If you've ever seen disaster movies like "Deep Impact," you probably have the notion that when a meteorite crashes through Earth's atmosphere and lands on the ground, it's a bright fireball that creates a massive, intensely hot crater upon impact. Curiously enough, this couldn't be further from the truth.

As Donald Yeomans, manager of the Near Earth Object program at NASA's Jet Propulsion Laboratory, explains: "The outer layers [of objects from space] are warmed by atmospheric friction, and little bits flake away as they descend." According to Yeomans, since space rocks are generally ineffective heat conductors, their rocky centers maintain the cold temperatures (which match the temperatures of deep space) even as their outer layers are vaporized by the heat that Earth's atmosphere subjects them to. This process is called ablation, and it's the same principle that allows certain types of commercial heat shields to protect the astronauts inside spaceships that are re-entering Earth.

In his online Q&A, physics educator Dr.

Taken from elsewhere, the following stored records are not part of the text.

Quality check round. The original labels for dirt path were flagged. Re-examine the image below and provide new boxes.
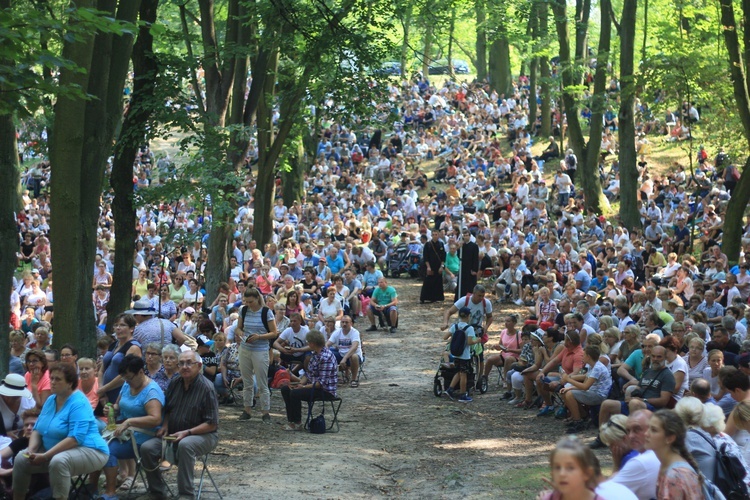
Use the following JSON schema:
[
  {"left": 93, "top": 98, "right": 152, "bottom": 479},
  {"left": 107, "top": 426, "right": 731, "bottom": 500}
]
[{"left": 151, "top": 279, "right": 604, "bottom": 499}]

Christopher S. Baird cites meteoritics expert Harry Y. McSween: "Meteorites have been stored in the deep freeze of space for eons, an atmospheric heating does not significantly affect their interiors because heat conduction in stones or even iron takes much longer than the minute or so required for atmospheric transit."

Instant communication in space

It's a familiar scenario to anyone who has ever seen a sci-fi film: the pilot of one spaceship light-years away (which, despite the implications of its name, is a measure of distance, not time) instantly communicating with home base or another spaceship through the power of movie space science. Sometimes, they're even shown doing this while pulling off a daring escape in a high-speed space chase. Unfortunately, due to the limitations of pesky physics, such a scenario wouldn't pan out like that in real life.

According to NASA, there's a "universal speed limit" to communications: the speed of light. And while that distance doesn't significantly affect transmissions between Earth and nearby spacecraft, it becomes a problem as the distance between two communicating bodies increases. Per the BBC, a conversation between a person on Earth and a person on Mars would be "very stilted" due to the sheer distance between them. (NASA provides a more specific range — from four to 24 minutes, depending on how close or how far the planets are at a given point in time — in a possible Earthling-Martian conversation).

The BBC also mentions the Voyager spacecraft which, as of 2015, were approximately 19.5 billion km (about 12.1 billion miles) away from Earth; messages from the spacecraft actually took 18 hours to reach the planet. A quick "hello" to the nearest star system to Earth, Alpha Centauri? You'll have to wait about half a decade for the message to reach them.

Spaceships would fight and move like fighter planes

Admittedly, part of the reason why people pay to see space epics in cinemas is to witness those super-cool cosmic dogfights. It's hard to find a "Star Wars" fan who wouldn't be up for a no-holds-barred battle between a fleet of X-wings and a batch of Imperial TIE fighters, playing out exactly like World War II aerial combat. In real life, though, space skirmishes would be far less exciting, and would be more about careful, precise strikes than typical warplane tactics.

A 2020 paper described space warfare as being deliberate and slow. For starters, because of physics, the vastness of space, and the fact that spacecraft have to follow specific paths for travel, attacks would be generally predictable, and shooting opponents would require "complex calculations ... in a highly engineered domain."

The Conversation speculates about what a space war would look like to people who are watching from Earth: There wouldn't be much to see, basically. "Any observers on the surface would be unlikely to directly see any effects from space warfare, unless a kinetic kill actually breaks a spacecraft up — with debris lighting up as it re-enters the atmosphere."